Query PostgreSQL catalogs for foreign keys whose referenced relation is customer_contacts, then inspect views, triggers, CDC consumers, search indexes, data exports, and application schemas for stored contact IDs. Declared foreign keys provide enforceable evidence; ownership documentation and code search cover application-level references. The delete gate lists every discovered consumer and its reconciliation check.
Follow-up 6: What if repointing events violates a child unique constraint?
Pause before updating. The collision means two child rows become equal after their parent IDs converge. Define whether they are duplicate events, distinct observations that need a new key, or a data conflict. Materialize collision groups, archive them, and apply a deterministic merge or rejection rule before repointing.

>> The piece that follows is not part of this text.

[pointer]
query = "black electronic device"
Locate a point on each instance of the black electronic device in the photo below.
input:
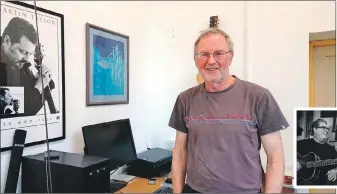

Dropping the child constraint changes business semantics and is not a repair plan.
Follow-up 7: How do you prove the selected winner was the latest after the table changed during a long run?
The map proves the winner under its recorded snapshot or run boundary, not under unlimited future writes. Guard writers so later operations update the mapped canonical row, record a source version, and perform a final delta scan before uniqueness handoff. If business rules require a later update to replace the payload, update the winner; do not create another physical contact. State the temporal guarantee in the audit record.